A titre d'exemple, voici un projet élaboré avec Françoise Malaval-Favaro (mon illustratrice préférée!) qui est resté orphelin à ce jour. Il répondait à une demande pour une collection de grands livres cartonnés de contes à lire et à dire mais, parce qu'elle se vendait très mal, a vite été abandonnée... et notre travail avec!
A vous de juger sur pièce...
JAMAIS CONTENT
En ce temps-là, le soleil brûlait si fort et si bas dans le ciel qu’on craignait à tout instant de finir comme un poulet grillé. Rao, le plus intelligent d’entre les hommes, s’en alla trouver Nirantali, la Mère du Monde.
Parvenu près d’elle, il lui demande :
‑ Ne pourrais-tu éloigner un peu le soleil ?
Nirantali accepte. D’un geste, elle fait remonter l’astre brûlant. Rao n’est pourtant pas satisfait :
‑ Trop haut, j’ai trop froid !
Le soleil redescend.
‑ Trop bas, j’ai trop chaud !
projet d'illustration de F. Malaval encre et aquarelle
Nirantali en a plus qu’assez, elle arrête le soleil, là où il se trouve encore aujourd’hui.
Comme Rao se plaint toujours, Nirantali tire de sa poche une graine, elle la plante en terre et dit :
‑ Je te fais un cadeau : je te donne l’ombre d’un arbre.
À la seconde même, la graine se met à germer et à monter vers le ciel.
En quelques instants, la pousse est devenue un arbre majestueux, un banian.

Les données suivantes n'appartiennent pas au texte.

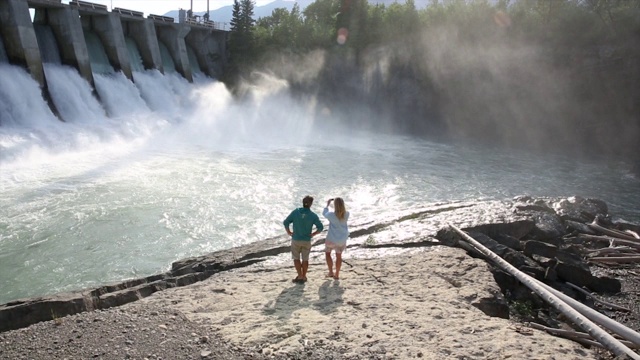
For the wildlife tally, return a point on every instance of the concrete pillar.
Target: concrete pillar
(172, 35)
(143, 33)
(109, 29)
(67, 28)
(3, 53)
(20, 39)
(210, 48)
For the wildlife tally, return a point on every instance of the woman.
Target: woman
(337, 235)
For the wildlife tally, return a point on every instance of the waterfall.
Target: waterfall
(47, 44)
(3, 54)
(162, 93)
(193, 61)
(134, 55)
(97, 55)
(72, 95)
(167, 60)
(120, 97)
(21, 101)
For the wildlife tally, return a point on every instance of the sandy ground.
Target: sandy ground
(417, 304)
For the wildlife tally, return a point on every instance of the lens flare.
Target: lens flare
(343, 34)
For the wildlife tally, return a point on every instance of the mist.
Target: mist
(486, 79)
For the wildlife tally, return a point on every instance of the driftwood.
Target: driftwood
(611, 232)
(611, 240)
(617, 259)
(603, 337)
(609, 305)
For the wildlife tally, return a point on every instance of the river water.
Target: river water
(164, 169)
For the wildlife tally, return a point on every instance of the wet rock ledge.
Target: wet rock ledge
(552, 239)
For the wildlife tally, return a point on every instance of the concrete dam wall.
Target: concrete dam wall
(92, 39)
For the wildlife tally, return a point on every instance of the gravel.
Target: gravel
(146, 332)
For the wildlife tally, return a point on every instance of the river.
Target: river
(164, 170)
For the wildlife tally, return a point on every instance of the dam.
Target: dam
(93, 40)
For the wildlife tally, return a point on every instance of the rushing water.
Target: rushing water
(166, 170)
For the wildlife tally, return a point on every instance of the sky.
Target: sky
(161, 7)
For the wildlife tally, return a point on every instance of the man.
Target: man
(303, 220)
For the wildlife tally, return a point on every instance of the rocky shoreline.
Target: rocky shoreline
(403, 276)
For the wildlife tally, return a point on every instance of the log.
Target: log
(617, 259)
(615, 233)
(611, 240)
(611, 306)
(604, 338)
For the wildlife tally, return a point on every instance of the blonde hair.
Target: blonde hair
(340, 210)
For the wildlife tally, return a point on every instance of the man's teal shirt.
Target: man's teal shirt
(303, 220)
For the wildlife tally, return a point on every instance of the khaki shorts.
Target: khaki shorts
(339, 248)
(300, 247)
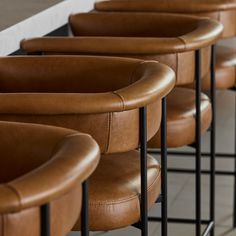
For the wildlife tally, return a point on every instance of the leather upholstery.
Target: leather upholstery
(115, 201)
(96, 95)
(106, 34)
(223, 11)
(100, 96)
(49, 166)
(181, 114)
(225, 69)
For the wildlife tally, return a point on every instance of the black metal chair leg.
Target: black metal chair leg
(234, 213)
(198, 142)
(85, 210)
(143, 162)
(213, 127)
(164, 217)
(45, 220)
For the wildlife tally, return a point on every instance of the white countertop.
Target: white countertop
(21, 19)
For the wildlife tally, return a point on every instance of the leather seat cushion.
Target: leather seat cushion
(63, 215)
(115, 190)
(181, 114)
(114, 131)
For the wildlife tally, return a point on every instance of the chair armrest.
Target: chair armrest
(73, 160)
(172, 6)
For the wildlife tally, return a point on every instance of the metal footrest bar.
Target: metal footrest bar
(178, 220)
(187, 153)
(206, 172)
(159, 199)
(208, 229)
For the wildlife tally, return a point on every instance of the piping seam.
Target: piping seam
(14, 190)
(121, 99)
(109, 131)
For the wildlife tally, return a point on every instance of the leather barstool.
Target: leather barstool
(223, 11)
(109, 98)
(42, 171)
(173, 41)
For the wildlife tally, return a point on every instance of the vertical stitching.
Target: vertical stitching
(134, 71)
(177, 67)
(3, 224)
(14, 190)
(121, 98)
(109, 116)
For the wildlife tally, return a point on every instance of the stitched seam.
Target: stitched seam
(109, 123)
(3, 224)
(127, 199)
(14, 190)
(177, 67)
(183, 41)
(134, 71)
(121, 98)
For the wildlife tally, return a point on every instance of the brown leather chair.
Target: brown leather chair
(172, 41)
(42, 167)
(223, 11)
(100, 96)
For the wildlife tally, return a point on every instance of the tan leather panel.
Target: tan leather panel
(146, 82)
(181, 118)
(227, 18)
(222, 11)
(224, 78)
(106, 33)
(64, 213)
(177, 6)
(115, 191)
(196, 32)
(225, 69)
(114, 132)
(35, 182)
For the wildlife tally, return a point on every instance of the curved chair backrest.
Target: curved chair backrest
(42, 165)
(96, 95)
(223, 11)
(170, 39)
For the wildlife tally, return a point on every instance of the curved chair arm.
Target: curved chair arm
(74, 158)
(148, 81)
(110, 36)
(175, 6)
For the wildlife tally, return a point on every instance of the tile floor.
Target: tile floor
(181, 187)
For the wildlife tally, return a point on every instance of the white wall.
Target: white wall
(41, 24)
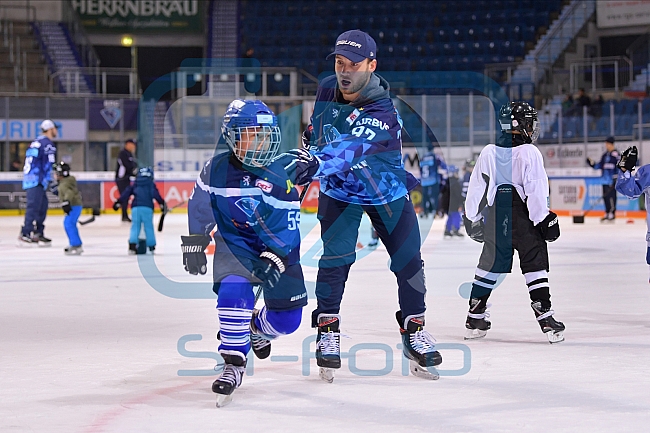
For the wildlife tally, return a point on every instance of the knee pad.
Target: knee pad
(235, 292)
(275, 323)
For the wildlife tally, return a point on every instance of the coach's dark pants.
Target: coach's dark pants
(397, 227)
(36, 210)
(122, 184)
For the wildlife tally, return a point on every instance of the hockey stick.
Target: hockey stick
(162, 217)
(91, 219)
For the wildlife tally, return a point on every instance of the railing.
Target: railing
(601, 74)
(105, 78)
(30, 12)
(78, 34)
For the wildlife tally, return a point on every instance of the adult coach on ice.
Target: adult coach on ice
(356, 104)
(39, 162)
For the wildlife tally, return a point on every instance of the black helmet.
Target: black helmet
(521, 117)
(63, 169)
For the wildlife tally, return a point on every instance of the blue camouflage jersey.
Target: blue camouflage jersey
(373, 121)
(607, 164)
(39, 159)
(252, 209)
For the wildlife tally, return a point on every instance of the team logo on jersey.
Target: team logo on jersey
(247, 205)
(264, 185)
(353, 116)
(330, 133)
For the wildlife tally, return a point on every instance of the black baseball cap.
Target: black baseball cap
(355, 45)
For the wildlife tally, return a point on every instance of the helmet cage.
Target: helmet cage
(520, 117)
(254, 146)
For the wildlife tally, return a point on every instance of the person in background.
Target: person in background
(607, 164)
(144, 192)
(39, 160)
(126, 167)
(71, 205)
(455, 203)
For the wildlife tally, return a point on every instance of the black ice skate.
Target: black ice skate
(231, 377)
(259, 342)
(477, 324)
(553, 329)
(419, 347)
(328, 346)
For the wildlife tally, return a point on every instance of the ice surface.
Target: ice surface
(88, 345)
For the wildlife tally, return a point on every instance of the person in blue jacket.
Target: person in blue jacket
(355, 104)
(144, 192)
(39, 162)
(607, 164)
(633, 185)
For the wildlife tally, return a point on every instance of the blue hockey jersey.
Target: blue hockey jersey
(39, 159)
(372, 119)
(144, 192)
(252, 209)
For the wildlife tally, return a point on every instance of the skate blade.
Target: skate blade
(223, 399)
(474, 334)
(429, 373)
(555, 337)
(327, 374)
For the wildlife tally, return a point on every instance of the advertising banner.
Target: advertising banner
(622, 13)
(140, 16)
(12, 195)
(29, 129)
(580, 194)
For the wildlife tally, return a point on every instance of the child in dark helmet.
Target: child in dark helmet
(509, 183)
(144, 192)
(71, 204)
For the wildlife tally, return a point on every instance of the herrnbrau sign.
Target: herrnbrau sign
(142, 16)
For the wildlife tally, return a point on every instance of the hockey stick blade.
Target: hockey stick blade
(162, 217)
(88, 221)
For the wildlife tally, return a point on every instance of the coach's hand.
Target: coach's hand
(193, 248)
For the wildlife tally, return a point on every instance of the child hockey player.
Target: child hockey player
(509, 179)
(144, 192)
(251, 202)
(247, 195)
(633, 186)
(71, 205)
(455, 203)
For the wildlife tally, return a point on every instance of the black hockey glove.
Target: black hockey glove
(300, 165)
(550, 227)
(269, 268)
(306, 138)
(475, 230)
(629, 159)
(53, 187)
(193, 248)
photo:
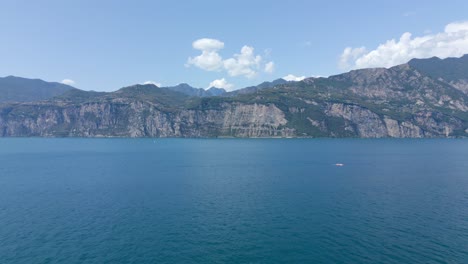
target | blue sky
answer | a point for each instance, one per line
(105, 45)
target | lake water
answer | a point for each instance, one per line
(233, 201)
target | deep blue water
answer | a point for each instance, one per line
(233, 201)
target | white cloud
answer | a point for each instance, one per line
(68, 82)
(154, 83)
(221, 83)
(209, 59)
(292, 77)
(453, 42)
(270, 67)
(246, 63)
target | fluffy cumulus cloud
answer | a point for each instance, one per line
(68, 82)
(245, 63)
(153, 83)
(270, 67)
(452, 42)
(292, 77)
(221, 83)
(209, 59)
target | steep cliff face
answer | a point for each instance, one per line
(401, 102)
(143, 119)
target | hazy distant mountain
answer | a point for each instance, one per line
(252, 89)
(416, 100)
(17, 89)
(191, 91)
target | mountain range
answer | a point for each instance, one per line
(422, 98)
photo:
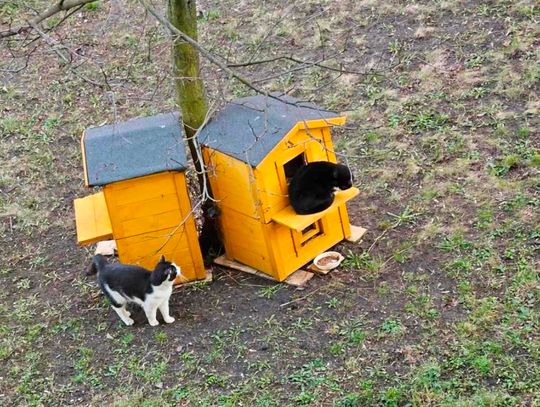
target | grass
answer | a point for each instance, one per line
(438, 306)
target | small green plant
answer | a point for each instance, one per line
(269, 291)
(94, 6)
(391, 327)
(161, 337)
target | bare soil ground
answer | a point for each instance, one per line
(439, 305)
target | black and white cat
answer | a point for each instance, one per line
(123, 284)
(311, 188)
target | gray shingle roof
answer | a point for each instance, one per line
(249, 128)
(134, 148)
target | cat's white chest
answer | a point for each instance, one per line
(160, 294)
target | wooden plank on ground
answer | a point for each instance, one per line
(317, 270)
(357, 232)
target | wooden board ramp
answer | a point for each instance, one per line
(297, 279)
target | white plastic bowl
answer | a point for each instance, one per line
(330, 265)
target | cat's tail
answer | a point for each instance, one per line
(98, 263)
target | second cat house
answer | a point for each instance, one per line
(143, 203)
(251, 149)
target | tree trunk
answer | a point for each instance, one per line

Toutes sortes de créatures y trouvent refuge. Mais Rao n’est pas content.
‑ Les feuilles sont trop petites, elles protégent mal des rayons du soleil.
Nirantali saisit les feuilles et tire dessus pour les allonger ; puis, elle courbe les branches vers la terre afin de leur donner la forme d’un parasol.
Rao pousse un long soupir :
‑ Si ton arbre donnait au moins quelque chose à manger ! Je n’aurais plus besoin de travailler durement dans les champs.
Nirantali brise une branche, il en sort du lait. Rao y goutte puis fait la grimace :
‑ Le lait de ma vache est bien meilleur que celui de ton arbre.
Rao se plaint de nouveau :
‑ Pourquoi ton arbre ne porte-t-il pas de fruits ?
À ces mots, Nirantali, qui a bon cœur, fait apparaître des figues sur les branches. Mais cela ne convient toujours pas à Rao.
‑ Maintenant les feuilles sont trop grandes, elles cachent les fruits. Il faudra que je monte très haut pour les cueillir, c’est dangereux !
– Tu n’es jamais content, Rao ! Eh bien ! ce sont les oiseaux qui se régaleront de ces fruits et non les hommes.
Nirantali tourne le dos à Rao et s’en va. Il pourra toujours essayer de l’appeler, désormais la Mère du Monde ne se montrera plus : les hommes sont bien trop agaçants.
projet d'illustration F. Malaval, pâte à modeler
Rao n’est pas très fier, il s’assoit sous le grand banian pour réfléchir. Au-dessus de lui, les oiseaux chantent et gazouillent, il leur demande :
– Que dites-vous ?
– Mille mercis à Nirantali !
Et Rao sourit, il a compris : le fruit le plus doux, c’est toujours celui qu’on reçoit sans l’avoir demandé.